Can I just suggest that, once this leadership contest is completed, and whatever the outcome, we can all dispense with the name calling and the knocking lumps out of each other? If Corbyn wins again - & he's clear favourite do so - then us moderate Labour Party members will have to accept it. It'll be a lot easier to do so if the left can dispense with all this nonsense about "Blairite Coups" etc. This is 21st Century Britain not Russia in the 1930s. A bit of respect for each other's positions is now required if the Labour Party is ever going to recover from this crisis. And please, no "but you lot started it" accusations from either side.

I consider myself a moderate as well, i agree that name calling does no one any good and should be dispenced with, we do need a different type of politics, done with honesty.

But i didnt name call in the post above, i just pointed out that the coup wasnt a hapstance thing that occurred, it was a pre planned coup organised 6 months before the referendum. Im not sure what's wrong with using facts in discussions.
 
I consider myself a moderate as well, i agree that name calling does no one any good and should be dispenced with, we do need a different type of politics, done with honesty.

But i didnt name call in the post above, i just pointed out that the coup wasnt a hapstance thing that occurred, it was a pre planned coup organised 6 months before the referendum. Im not sure what's wrong with using facts in discussions.

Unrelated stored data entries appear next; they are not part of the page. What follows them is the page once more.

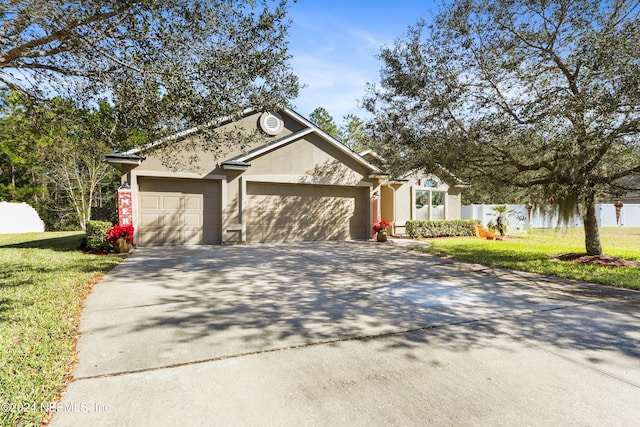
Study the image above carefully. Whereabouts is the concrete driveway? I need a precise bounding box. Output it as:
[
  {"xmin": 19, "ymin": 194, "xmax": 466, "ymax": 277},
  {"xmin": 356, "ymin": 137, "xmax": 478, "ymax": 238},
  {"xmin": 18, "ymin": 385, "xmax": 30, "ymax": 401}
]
[{"xmin": 51, "ymin": 241, "xmax": 640, "ymax": 426}]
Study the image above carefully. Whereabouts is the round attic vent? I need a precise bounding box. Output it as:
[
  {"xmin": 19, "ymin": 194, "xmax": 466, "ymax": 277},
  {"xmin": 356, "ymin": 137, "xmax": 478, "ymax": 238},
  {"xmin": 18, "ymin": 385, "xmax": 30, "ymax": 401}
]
[{"xmin": 259, "ymin": 112, "xmax": 284, "ymax": 136}]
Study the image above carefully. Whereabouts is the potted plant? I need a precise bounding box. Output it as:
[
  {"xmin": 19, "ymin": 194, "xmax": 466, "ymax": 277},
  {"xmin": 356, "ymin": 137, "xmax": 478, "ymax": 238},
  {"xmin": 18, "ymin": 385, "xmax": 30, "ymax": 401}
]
[
  {"xmin": 486, "ymin": 205, "xmax": 514, "ymax": 238},
  {"xmin": 106, "ymin": 224, "xmax": 135, "ymax": 253},
  {"xmin": 373, "ymin": 220, "xmax": 391, "ymax": 242}
]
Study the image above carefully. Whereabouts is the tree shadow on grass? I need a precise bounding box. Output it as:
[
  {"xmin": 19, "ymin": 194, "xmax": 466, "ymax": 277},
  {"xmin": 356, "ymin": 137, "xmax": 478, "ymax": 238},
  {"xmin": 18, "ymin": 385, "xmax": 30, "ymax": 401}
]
[
  {"xmin": 0, "ymin": 233, "xmax": 85, "ymax": 251},
  {"xmin": 0, "ymin": 298, "xmax": 12, "ymax": 320},
  {"xmin": 0, "ymin": 263, "xmax": 57, "ymax": 289},
  {"xmin": 0, "ymin": 254, "xmax": 119, "ymax": 292}
]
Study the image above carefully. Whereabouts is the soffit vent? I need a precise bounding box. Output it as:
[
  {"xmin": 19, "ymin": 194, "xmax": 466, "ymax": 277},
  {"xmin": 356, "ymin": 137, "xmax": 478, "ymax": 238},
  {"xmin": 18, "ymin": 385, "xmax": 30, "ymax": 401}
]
[{"xmin": 259, "ymin": 112, "xmax": 284, "ymax": 136}]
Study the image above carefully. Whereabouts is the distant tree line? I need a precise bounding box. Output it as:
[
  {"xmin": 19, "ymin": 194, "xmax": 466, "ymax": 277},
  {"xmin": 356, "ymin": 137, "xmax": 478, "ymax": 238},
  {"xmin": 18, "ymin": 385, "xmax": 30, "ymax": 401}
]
[
  {"xmin": 308, "ymin": 107, "xmax": 372, "ymax": 153},
  {"xmin": 0, "ymin": 90, "xmax": 123, "ymax": 230}
]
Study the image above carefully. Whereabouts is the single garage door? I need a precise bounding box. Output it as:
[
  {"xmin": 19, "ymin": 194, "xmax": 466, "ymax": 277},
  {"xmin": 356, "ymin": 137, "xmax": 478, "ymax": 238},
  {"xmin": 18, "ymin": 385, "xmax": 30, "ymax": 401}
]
[
  {"xmin": 246, "ymin": 182, "xmax": 369, "ymax": 243},
  {"xmin": 137, "ymin": 177, "xmax": 221, "ymax": 246}
]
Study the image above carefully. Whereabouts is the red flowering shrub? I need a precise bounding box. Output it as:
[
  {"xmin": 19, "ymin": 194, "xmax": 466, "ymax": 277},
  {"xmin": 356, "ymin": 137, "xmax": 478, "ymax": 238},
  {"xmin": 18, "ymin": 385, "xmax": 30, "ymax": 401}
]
[
  {"xmin": 105, "ymin": 224, "xmax": 135, "ymax": 244},
  {"xmin": 373, "ymin": 220, "xmax": 391, "ymax": 233}
]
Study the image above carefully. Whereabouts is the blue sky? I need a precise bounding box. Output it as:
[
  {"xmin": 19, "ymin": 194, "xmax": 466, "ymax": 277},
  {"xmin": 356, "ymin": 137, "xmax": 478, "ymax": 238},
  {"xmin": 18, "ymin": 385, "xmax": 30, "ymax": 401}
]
[{"xmin": 286, "ymin": 1, "xmax": 438, "ymax": 125}]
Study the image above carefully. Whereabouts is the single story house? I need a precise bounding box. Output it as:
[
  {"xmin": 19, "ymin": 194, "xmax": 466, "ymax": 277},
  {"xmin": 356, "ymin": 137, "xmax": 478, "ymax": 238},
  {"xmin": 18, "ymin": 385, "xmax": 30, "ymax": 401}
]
[
  {"xmin": 107, "ymin": 109, "xmax": 389, "ymax": 245},
  {"xmin": 360, "ymin": 150, "xmax": 465, "ymax": 236}
]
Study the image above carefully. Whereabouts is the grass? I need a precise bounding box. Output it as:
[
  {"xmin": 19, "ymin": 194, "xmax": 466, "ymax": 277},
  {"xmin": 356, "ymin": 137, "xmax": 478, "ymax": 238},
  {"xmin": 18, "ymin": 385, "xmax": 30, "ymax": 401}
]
[
  {"xmin": 418, "ymin": 227, "xmax": 640, "ymax": 290},
  {"xmin": 0, "ymin": 232, "xmax": 123, "ymax": 427}
]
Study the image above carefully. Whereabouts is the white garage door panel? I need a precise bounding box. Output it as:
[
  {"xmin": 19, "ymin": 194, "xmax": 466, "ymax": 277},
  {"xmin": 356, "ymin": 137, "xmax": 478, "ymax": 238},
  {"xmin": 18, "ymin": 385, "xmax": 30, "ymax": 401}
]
[
  {"xmin": 162, "ymin": 196, "xmax": 181, "ymax": 210},
  {"xmin": 163, "ymin": 212, "xmax": 182, "ymax": 227},
  {"xmin": 137, "ymin": 178, "xmax": 220, "ymax": 246},
  {"xmin": 184, "ymin": 196, "xmax": 201, "ymax": 210},
  {"xmin": 184, "ymin": 213, "xmax": 202, "ymax": 227},
  {"xmin": 246, "ymin": 182, "xmax": 368, "ymax": 243},
  {"xmin": 139, "ymin": 213, "xmax": 161, "ymax": 227},
  {"xmin": 140, "ymin": 195, "xmax": 160, "ymax": 210}
]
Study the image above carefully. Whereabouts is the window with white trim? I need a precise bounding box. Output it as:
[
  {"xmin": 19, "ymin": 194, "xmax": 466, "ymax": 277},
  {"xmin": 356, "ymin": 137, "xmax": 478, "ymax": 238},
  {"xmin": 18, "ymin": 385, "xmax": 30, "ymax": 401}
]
[{"xmin": 415, "ymin": 188, "xmax": 446, "ymax": 220}]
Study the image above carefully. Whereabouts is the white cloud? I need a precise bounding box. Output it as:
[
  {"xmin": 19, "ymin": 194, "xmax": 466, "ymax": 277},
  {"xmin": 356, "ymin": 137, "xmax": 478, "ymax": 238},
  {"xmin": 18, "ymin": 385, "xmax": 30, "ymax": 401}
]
[
  {"xmin": 285, "ymin": 1, "xmax": 436, "ymax": 124},
  {"xmin": 348, "ymin": 28, "xmax": 386, "ymax": 52},
  {"xmin": 289, "ymin": 53, "xmax": 374, "ymax": 123}
]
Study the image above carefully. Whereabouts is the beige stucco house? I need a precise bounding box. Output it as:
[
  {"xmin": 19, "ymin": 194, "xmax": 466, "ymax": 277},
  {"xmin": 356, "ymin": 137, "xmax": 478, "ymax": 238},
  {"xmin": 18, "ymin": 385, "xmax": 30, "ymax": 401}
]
[
  {"xmin": 360, "ymin": 150, "xmax": 465, "ymax": 236},
  {"xmin": 107, "ymin": 109, "xmax": 389, "ymax": 246}
]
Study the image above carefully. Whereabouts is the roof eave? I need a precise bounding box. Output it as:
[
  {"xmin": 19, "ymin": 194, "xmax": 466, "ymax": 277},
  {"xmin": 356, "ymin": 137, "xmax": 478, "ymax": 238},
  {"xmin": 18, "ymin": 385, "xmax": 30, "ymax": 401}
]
[
  {"xmin": 359, "ymin": 149, "xmax": 385, "ymax": 162},
  {"xmin": 368, "ymin": 173, "xmax": 390, "ymax": 179},
  {"xmin": 104, "ymin": 153, "xmax": 144, "ymax": 166},
  {"xmin": 221, "ymin": 161, "xmax": 251, "ymax": 171}
]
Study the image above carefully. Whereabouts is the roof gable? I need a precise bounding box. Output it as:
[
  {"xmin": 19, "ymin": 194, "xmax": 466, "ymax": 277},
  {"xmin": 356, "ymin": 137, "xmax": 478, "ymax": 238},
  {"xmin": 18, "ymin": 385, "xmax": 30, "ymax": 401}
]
[
  {"xmin": 114, "ymin": 108, "xmax": 383, "ymax": 176},
  {"xmin": 228, "ymin": 109, "xmax": 383, "ymax": 174}
]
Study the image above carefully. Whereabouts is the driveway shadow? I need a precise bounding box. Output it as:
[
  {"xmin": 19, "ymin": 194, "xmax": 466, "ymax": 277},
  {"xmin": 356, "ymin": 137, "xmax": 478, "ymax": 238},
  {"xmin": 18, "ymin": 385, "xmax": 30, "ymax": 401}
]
[{"xmin": 73, "ymin": 242, "xmax": 640, "ymax": 385}]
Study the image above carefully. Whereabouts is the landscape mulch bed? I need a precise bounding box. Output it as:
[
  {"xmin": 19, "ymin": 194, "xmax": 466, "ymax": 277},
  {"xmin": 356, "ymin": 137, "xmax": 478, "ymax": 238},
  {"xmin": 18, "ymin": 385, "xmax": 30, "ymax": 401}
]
[{"xmin": 554, "ymin": 253, "xmax": 640, "ymax": 267}]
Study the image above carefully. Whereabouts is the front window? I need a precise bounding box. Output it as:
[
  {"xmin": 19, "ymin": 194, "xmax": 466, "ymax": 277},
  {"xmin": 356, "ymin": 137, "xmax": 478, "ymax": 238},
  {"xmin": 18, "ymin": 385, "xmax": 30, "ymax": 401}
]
[
  {"xmin": 431, "ymin": 191, "xmax": 445, "ymax": 220},
  {"xmin": 415, "ymin": 190, "xmax": 430, "ymax": 220},
  {"xmin": 415, "ymin": 189, "xmax": 446, "ymax": 220}
]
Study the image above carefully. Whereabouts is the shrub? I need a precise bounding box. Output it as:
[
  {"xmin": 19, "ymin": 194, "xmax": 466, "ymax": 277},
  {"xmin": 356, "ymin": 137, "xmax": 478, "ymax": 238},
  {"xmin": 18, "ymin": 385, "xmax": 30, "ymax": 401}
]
[
  {"xmin": 406, "ymin": 219, "xmax": 480, "ymax": 238},
  {"xmin": 86, "ymin": 220, "xmax": 113, "ymax": 251}
]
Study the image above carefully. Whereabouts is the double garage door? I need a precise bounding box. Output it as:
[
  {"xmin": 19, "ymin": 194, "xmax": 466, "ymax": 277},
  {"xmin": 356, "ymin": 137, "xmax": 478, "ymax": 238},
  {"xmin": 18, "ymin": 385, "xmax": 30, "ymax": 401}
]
[
  {"xmin": 137, "ymin": 178, "xmax": 369, "ymax": 245},
  {"xmin": 246, "ymin": 182, "xmax": 369, "ymax": 243}
]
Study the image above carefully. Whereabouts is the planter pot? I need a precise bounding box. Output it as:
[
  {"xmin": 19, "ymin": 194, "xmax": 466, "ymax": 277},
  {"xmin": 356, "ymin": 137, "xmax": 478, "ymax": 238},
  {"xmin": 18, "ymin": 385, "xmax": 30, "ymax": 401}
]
[
  {"xmin": 113, "ymin": 237, "xmax": 130, "ymax": 253},
  {"xmin": 377, "ymin": 229, "xmax": 388, "ymax": 242}
]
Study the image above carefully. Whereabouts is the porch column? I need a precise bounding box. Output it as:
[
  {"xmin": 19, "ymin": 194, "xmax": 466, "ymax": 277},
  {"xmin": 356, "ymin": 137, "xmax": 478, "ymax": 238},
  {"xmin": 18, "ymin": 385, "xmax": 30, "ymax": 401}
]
[{"xmin": 371, "ymin": 188, "xmax": 381, "ymax": 237}]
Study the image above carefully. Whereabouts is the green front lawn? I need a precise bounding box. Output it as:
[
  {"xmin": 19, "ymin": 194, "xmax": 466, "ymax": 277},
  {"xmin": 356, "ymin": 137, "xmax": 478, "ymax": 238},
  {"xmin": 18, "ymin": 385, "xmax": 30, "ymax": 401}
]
[
  {"xmin": 0, "ymin": 232, "xmax": 123, "ymax": 427},
  {"xmin": 418, "ymin": 227, "xmax": 640, "ymax": 289}
]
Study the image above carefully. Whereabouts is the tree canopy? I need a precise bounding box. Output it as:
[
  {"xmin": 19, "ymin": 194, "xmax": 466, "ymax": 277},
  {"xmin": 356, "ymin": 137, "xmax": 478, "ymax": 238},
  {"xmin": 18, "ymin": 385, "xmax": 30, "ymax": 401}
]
[
  {"xmin": 0, "ymin": 90, "xmax": 43, "ymax": 202},
  {"xmin": 0, "ymin": 0, "xmax": 299, "ymax": 146},
  {"xmin": 0, "ymin": 90, "xmax": 121, "ymax": 230},
  {"xmin": 341, "ymin": 114, "xmax": 371, "ymax": 153},
  {"xmin": 0, "ymin": 0, "xmax": 301, "ymax": 228},
  {"xmin": 364, "ymin": 0, "xmax": 640, "ymax": 255},
  {"xmin": 309, "ymin": 107, "xmax": 341, "ymax": 139},
  {"xmin": 309, "ymin": 107, "xmax": 372, "ymax": 152}
]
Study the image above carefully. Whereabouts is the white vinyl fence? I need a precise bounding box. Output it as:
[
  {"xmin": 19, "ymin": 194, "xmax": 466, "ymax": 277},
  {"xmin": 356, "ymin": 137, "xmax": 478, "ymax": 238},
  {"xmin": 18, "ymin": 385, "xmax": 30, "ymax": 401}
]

You calling an opinion a fact doesn't make it one. It's still your opinion, one I don't happen to share.

It's my opinion Corbyn has little to no chance of leading Labour to a general election victory. But it is just an opinion, and I am prepared to countenance the possibility that I may be wrong.

It's the lack of self doubt and inability to see beyond their own point of view, that I find most disturbing about the radical left.